An 'operational commander' allied with al-Qaida was reported killed in a drone strike Friday in the tribal areas of Pakistan, according to the nation's interior minister and a statement from the terrorist organization. Ilyas Kashmiri's militia pledged revenge for the attack, the second major strike on al-Qaida in as many months.
"On behalf of Harkatat ul-Jihad al-Islami 313 Brigade we confirm the fact that our leader and Commander-in-chief Mohammad Ilyas Kashmiri, along with other companions, have been martyred in an American drone attack at 11:15 pm on June 3, 2011," declared a statement from his militia. "Insha Allah [Allah willing] the present pharaoh America will see our full revenge very soon. Our only target is America."
The Taliban made similar threats of vengeance for the "martyrdom" of the terrorist leader. "We lost our hero finally. He was the hero of Islam, Kashmir and Afghanistan," Taliban commander Qari Idrees told reporters in a broken voice.
Kashmiri had been responsible for plotting a variety of attacks, ranging from the 2008 Mumbai massacre to a plan to strike drone-making American company Lockheed-Martin. His also participated in a 2006 bombing on the U.S. consulate in Karachi and a January 2010 plot to bomb a Danish newspaper that published Muhammad cartoons.

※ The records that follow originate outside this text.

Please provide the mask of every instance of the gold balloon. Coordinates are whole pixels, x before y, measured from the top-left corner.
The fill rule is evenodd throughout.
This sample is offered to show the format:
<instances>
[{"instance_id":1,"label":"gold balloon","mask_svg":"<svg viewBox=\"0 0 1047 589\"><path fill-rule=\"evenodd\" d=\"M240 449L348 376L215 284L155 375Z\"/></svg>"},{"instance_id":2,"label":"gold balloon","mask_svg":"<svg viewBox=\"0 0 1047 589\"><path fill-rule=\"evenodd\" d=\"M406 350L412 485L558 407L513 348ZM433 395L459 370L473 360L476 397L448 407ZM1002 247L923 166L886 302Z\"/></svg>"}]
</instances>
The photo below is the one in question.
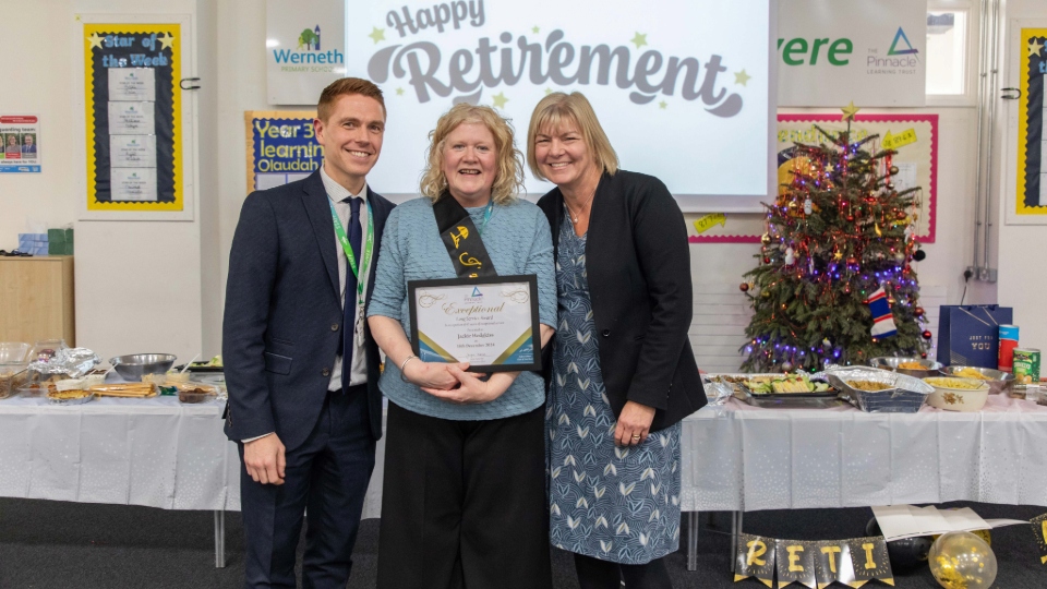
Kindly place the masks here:
<instances>
[{"instance_id":1,"label":"gold balloon","mask_svg":"<svg viewBox=\"0 0 1047 589\"><path fill-rule=\"evenodd\" d=\"M971 532L949 532L927 554L930 573L946 589L989 589L996 580L996 554Z\"/></svg>"}]
</instances>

In August 2010, he was declared a "Specially Designated Global Terrorist" by the State Department, and had been known for his trademark aviator-style sunglasses which masked a missing eye. The United States also put a $5 million bounty for information leading to his location.
Self-confessed Mumbai plotter David Coleman Headley testified in federal court last week that he had researched details about Lockheed Martin and its CEO for Kashmiri, who was enraged by American predator strikes in Pakistan and wanted to attack the U.S. defense contractor in retaliation.
Headley is the key prosecution witness in the ongoing terrorism trial of a Chicago businessman, Tahawuur Hussain Rana. He used Rana's immigration office in Mumbai as a cover to scout for targets for the Mumbai attacks for Lashkar-e-Tayyiba (LeT). Headley has pleaded guilty to his role in the attacks and agreed to cooperate with federal investigators to avoid the death penalty.
Kashmiri, along with other Lashkar militants and officers from Pakistan's military spy agency, the ISI, are co-defendants in the case.
The success of the strike is being measured against public outrage in Pakistan, which objects to American counterterrorism efforts on its soil. Relations with the Pakistani military have also soured over the killing of Osama bin Laden, who had been hiding for years just a few hundred meters away from Pakistan's elite military academy.
India, a victim of Pakistan's reluctance to deal with domestic terrorists, saluted the killing of Kashmiri. "Kashmiri's death (in a US drone attack) will affect the terrorist infrastructure across the border and it will have a significant effect here," India's state inspector general of police SM Sahai told the Hindustan Times.